Sustainable soil management
It is clear that in order to support and increase food production, efforts to prevent soil degradation must become a top priority of our global society. If the misuse of soil resources continues to reduce soil fertility and the amount of productive arable land, we will lose a valuable and important pillar of sustainable agriculture. Sustainable agriculture is an approach to agriculture that focuses on food production in a way that can be maintained with minimal degradation of ecosystems and natural resources.
This sustainable approach to agriculture seeks to protect environmental resources, including soils, and ensure economic viability while maintaining social justice. The concept of sustainable agriculture is often misinterpreted as meaning that chemical fertilizers and pesticides should never be used.
This notion is incorrect, as sustainable agriculture should cover those practices that provide the most profitable services for agroecosystems and encourage long-term food production in the cultural context of the region. It should not be overemphasized that sustainable practices should not only take into account crop production and profits, but also include land management strategies that reduce soil erosion and protect water resources. By adopting certain modern technologies, tested by BMP and learning from the past, our society will be able to continue to store soil resources and produce food stocks sufficient to meet current and future needs of the population.

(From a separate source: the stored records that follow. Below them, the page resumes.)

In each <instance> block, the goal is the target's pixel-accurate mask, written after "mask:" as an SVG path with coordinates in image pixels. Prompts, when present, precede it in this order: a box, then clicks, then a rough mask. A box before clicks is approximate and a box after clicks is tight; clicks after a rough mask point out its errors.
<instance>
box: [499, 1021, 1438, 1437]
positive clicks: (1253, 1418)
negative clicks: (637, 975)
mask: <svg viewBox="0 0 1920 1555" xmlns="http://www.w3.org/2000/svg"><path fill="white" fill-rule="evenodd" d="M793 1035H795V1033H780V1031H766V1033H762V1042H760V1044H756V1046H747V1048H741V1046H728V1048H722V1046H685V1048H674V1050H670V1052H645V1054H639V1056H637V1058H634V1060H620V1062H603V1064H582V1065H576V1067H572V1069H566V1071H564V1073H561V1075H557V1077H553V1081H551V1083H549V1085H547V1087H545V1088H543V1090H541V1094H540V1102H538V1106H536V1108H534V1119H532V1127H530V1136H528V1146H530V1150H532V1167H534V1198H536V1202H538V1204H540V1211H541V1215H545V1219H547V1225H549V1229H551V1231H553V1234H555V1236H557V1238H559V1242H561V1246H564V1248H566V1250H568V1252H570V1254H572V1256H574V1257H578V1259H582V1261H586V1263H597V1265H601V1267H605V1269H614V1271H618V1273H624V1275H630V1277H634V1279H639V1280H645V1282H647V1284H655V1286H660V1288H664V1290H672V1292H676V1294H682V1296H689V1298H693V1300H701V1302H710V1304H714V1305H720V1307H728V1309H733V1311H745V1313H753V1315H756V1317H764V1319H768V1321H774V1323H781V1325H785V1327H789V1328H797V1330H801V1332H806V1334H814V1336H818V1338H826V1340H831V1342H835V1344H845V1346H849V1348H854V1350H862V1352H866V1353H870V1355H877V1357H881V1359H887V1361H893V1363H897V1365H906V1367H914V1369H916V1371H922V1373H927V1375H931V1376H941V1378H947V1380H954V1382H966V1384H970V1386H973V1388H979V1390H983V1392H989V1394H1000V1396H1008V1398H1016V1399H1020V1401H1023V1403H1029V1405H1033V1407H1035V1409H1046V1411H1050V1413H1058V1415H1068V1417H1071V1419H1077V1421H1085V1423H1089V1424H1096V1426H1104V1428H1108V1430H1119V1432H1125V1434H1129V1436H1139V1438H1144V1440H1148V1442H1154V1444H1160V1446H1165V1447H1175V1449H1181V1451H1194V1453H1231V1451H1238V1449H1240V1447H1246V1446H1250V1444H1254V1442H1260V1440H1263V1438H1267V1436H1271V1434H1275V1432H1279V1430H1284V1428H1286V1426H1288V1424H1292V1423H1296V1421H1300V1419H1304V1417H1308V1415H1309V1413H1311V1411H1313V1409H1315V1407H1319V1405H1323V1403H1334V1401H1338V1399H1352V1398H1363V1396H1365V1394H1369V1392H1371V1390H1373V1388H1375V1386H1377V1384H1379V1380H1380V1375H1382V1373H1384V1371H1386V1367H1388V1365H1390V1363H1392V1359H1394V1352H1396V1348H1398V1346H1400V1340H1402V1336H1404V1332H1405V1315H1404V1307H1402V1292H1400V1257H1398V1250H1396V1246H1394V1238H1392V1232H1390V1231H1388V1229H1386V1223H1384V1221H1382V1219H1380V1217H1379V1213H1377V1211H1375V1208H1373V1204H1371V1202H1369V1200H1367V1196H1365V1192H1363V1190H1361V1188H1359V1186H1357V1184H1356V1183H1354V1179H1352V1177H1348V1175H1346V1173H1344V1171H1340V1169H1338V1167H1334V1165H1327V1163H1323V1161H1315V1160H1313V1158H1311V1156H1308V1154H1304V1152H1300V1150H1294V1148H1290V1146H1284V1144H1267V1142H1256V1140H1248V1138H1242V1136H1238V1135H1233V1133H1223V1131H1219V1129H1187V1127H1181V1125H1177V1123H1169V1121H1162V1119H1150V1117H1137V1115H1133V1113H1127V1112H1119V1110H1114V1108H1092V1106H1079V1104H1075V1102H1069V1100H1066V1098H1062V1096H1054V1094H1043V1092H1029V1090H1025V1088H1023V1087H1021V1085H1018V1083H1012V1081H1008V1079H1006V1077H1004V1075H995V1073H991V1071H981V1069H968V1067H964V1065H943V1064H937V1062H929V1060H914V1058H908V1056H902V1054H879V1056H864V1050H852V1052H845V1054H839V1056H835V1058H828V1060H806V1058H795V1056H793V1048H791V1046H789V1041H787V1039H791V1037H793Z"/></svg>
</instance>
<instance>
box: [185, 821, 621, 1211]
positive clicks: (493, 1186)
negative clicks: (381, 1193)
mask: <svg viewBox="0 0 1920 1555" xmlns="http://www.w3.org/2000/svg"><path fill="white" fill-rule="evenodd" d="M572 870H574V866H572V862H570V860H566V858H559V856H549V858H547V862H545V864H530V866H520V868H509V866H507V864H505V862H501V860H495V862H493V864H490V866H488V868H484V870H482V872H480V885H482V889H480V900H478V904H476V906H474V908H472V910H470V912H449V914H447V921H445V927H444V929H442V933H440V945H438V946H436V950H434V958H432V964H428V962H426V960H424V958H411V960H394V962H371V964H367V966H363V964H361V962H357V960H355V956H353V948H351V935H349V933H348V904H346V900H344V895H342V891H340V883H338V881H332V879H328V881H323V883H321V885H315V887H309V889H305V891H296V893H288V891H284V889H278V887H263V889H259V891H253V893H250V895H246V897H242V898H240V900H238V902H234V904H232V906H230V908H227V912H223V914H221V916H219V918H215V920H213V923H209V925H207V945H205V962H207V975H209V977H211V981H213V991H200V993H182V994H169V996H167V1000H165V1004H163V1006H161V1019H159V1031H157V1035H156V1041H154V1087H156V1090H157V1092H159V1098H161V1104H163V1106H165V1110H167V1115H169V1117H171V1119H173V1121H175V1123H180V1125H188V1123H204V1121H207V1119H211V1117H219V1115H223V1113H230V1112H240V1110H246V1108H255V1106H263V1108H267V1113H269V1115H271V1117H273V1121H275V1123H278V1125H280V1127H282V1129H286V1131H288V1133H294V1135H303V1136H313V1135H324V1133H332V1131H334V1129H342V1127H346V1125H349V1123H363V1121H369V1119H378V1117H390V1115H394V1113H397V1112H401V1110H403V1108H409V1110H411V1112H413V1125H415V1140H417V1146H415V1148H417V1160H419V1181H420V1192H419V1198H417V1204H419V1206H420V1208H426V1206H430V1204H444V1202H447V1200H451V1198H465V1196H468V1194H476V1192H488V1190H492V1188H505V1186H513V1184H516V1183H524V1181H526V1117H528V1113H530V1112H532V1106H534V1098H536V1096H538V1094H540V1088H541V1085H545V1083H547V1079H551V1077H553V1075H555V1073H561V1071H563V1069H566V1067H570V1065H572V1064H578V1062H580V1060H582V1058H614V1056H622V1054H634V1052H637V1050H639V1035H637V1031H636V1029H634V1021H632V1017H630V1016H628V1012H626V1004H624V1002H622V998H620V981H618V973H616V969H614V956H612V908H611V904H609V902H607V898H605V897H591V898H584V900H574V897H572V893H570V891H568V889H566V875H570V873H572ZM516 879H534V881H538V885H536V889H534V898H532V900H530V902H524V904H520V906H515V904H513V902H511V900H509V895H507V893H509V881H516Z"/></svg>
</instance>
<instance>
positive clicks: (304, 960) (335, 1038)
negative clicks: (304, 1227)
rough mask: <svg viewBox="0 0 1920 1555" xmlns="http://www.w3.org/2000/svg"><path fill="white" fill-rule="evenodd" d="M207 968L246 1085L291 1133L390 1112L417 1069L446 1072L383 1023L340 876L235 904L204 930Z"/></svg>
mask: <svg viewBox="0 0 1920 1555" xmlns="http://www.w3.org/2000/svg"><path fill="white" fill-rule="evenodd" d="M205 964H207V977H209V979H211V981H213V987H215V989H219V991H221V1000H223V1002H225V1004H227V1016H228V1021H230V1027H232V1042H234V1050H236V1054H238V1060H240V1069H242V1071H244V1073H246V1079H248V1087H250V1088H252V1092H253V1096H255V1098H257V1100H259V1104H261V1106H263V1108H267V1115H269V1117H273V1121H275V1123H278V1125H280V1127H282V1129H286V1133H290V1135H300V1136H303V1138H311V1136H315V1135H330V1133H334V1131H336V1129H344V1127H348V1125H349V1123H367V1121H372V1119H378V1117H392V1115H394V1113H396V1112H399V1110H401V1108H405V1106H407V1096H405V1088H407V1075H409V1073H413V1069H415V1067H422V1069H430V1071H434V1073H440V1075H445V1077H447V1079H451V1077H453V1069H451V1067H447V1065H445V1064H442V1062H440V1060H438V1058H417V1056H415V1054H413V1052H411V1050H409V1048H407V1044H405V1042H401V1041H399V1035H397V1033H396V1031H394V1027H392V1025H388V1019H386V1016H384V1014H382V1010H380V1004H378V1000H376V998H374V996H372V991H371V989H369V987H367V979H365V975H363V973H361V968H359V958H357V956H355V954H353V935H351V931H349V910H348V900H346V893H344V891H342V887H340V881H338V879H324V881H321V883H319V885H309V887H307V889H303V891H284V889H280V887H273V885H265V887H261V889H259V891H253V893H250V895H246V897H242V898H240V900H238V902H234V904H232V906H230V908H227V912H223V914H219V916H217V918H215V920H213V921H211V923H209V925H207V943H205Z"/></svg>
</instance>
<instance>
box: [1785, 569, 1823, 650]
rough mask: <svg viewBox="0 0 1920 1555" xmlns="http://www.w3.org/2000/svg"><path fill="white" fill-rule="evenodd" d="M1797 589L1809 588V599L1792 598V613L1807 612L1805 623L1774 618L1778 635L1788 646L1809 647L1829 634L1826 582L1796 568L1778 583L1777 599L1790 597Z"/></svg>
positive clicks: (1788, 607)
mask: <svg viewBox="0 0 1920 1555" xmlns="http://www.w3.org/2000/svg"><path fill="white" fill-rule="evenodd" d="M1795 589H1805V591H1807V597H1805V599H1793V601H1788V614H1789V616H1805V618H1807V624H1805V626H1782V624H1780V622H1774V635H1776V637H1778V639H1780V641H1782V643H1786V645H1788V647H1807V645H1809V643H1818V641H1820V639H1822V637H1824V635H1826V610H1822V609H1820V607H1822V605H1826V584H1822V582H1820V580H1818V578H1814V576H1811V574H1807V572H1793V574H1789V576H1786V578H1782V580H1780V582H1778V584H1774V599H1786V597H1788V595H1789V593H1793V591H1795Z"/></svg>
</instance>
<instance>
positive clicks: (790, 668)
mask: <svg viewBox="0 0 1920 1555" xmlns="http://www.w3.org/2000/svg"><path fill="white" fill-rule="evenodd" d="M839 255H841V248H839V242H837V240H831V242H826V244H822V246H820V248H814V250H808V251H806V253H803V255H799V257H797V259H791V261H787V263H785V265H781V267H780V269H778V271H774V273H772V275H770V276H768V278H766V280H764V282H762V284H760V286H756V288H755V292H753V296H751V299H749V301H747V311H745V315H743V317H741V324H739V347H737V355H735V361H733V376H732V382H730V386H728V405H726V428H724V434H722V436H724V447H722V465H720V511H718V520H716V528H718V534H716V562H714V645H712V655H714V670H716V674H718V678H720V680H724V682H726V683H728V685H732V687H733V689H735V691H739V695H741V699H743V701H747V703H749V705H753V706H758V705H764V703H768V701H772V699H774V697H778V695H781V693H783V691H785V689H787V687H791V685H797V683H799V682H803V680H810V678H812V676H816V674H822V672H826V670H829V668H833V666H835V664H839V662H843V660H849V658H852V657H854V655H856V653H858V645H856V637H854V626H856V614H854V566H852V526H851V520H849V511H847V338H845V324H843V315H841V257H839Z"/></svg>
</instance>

Descriptions of a texture class for soil
An easy way to determine soil structure and its characteristics is to texture it manually. When texturing the soil, it is important to understand the sense of behavior, color, sound and cohesion of the soil, which is achieved by introducing a bolus (wetting the soil and forming a ball). For example, the loam only sticks together (slightly bound), and there will be visible grains of sand that can be seen, felt and heard if you apply a bolus to the ear and squeeze it.
Then it is important to form a bolus tape to determine the clay content in the soil. The longer the tape, the higher the clay content. The length of the tape is measured with a ruler and together with the behavior of the soil can be compared with the descriptions in the table of soil texture. This table will help you assess the structure of the soil.